Les personnes qui possèdent et gagnent peu vivent dans des espaces réduits, ont des emplois en première ligne et contractent donc de plus en plus le virus. Ils tombent malades, ont une mauvaise assurance ou pas de salaire parce qu’ils travaillent à la journée. Ils ne peuvent pas compter leur fortune comme un parachute doré.
Travailler en vaut-il encore la peine, dans ce contexte?
Pas dans tous les cas. De nombreuses personnes constatent que l’on exige d’elles de plus en plus de performances au travail, mais que cela rapporte de moins en moins en termes de revenus, de sécurité de l’emploi ou même de planification de vie à long terme. Même dans le pays à hauts salaires qu’est la Suisse, environ 10% des employés gagnent que ce que l’on appelle les «salaires les plus bas».
Le sociologue Ulrich Beck parlait d’un «effet d’ascenseur», qui fait que les riches et les pauvres gagnaient, jusqu’à récemment, tous en conditions de vie. Les travailleurs gagnaient plus grâce au travail, mais aussi la formation et le soutien de l’État. Ils consommaient davantage et donnaient plus à leurs enfants, ce qui leur permettait de commencer avec un bonus. Aujourd’hui, cet ascenseur est-il en panne?

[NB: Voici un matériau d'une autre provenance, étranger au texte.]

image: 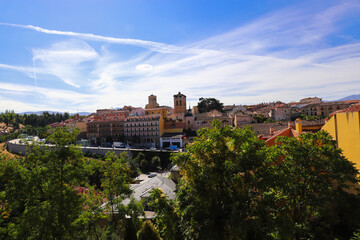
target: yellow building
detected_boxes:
[322,104,360,170]
[145,108,167,119]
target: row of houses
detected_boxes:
[50,92,360,148]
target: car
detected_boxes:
[148,173,157,178]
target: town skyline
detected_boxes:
[0,1,360,112]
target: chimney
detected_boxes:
[295,118,302,134]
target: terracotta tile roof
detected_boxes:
[265,127,299,146]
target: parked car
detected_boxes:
[148,173,157,178]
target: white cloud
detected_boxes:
[33,39,98,87]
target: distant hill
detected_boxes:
[336,94,360,101]
[19,111,91,116]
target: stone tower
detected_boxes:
[145,94,159,109]
[174,92,186,114]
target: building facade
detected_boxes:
[124,115,164,147]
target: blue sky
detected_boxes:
[0,0,360,112]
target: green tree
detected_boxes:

Dans toutes les sociétés occidentales, les chances d’ascension sociale ont diminué. Entre autres parce que la concurrence pour les bons emplois s’est accrue, la faute à la mondialisation. Par rapport au monde de nos parents, il y a eu des avancées sociales, principalement dues au changement structurel de la société vers une société de services. Mais cette société de services reste une société de classes.
Pourquoi?
La position sociale des enfants est encore fortement héritée des parents, malgré l’expansion de l’éducation. Les enfants des familles aisées, ayant reçu une bonne éducation, échangent rarement leur place avec ceux qui viennent du bas de l’échelle. L’affaiblissement des possibilités d’ascension sociale est un problème pour une méritocratie comme la Suisse, car l’image qu’elle a d’elle-même en est affectée.
Et qu’en est-il des migrants?
L’efficacité de la mobilité sociale via l’éducation pour les enfants de la deuxième et troisième génération est indéniable en Suisse. De plus en plus de migrants hautement qualifiés viennent en Suisse, mais la plupart d’entre eux occupent cependant des emplois de classe inférieure. La «sous-classe» des migrants joue un rôle important dans la vie quotidienne de la classe moyenne, à qui elle livre sa nourriture et dont elle nettoie les appartements.
La pandémie a frappé les femmes plus durement que les hommes, économiquement et socialement. Pourquoi?
En Suisse, plus de 80% des femmes âgées de 15 à 64 ans ont aujourd’hui un emploi, et beaucoup d’entre elles occupent un emploi à temps partiel dans des secteurs précaires tels que les soins, le commerce de détail, la restauration ou le nettoyage. Ces emplois sont souvent assortis de bas salaires et sont particulièrement mal protégés. Il est donc juste de dire que les femmes ont été utilisées pour banaliser le travail précaire au cours des dernières décennies.
Cette situation exerce à son tour une pression sur les caisses de pensions.
Les personnes qui occupent un emploi précaire sont triplement pénalisées: elles gagnent moins, leurs chances d’avancement sont moindres et, au terme de leur vie professionnelle, elles ne perçoivent qu’une maigre pension.
Au début de la pandémie, le personnel hospitalier était sous les feux de la rampe. Le pays tout entier l’applaudissait le soir, sur son balcon. Dans le même temps, le Conseil fédéral et le Parlement rejettent l’initiative sur les soins infirmiers. Comment expliquez-vous cela?
Eh bien, c’est la schizophrénie de l’économie capitaliste. Nous savons que la Suisse va connaître une crise du personnel infirmier dans les années à venir, mais nous n’avons pas réussi à traduire l’anticipation de ce problème en mesures concrètes: meilleure formation, salaires plus élevés ou horaires de travail plus humains. Il faut espérer que la société prendra conscience de l’importance de ces personnes très performantes durant la suite de la pandémie. Si elles devaient disparaître, le système s’arrêterait. Nous pouvons nous passer de conseillers bancaires pendant quelque temps. Pas de la nounou ou de la crèche.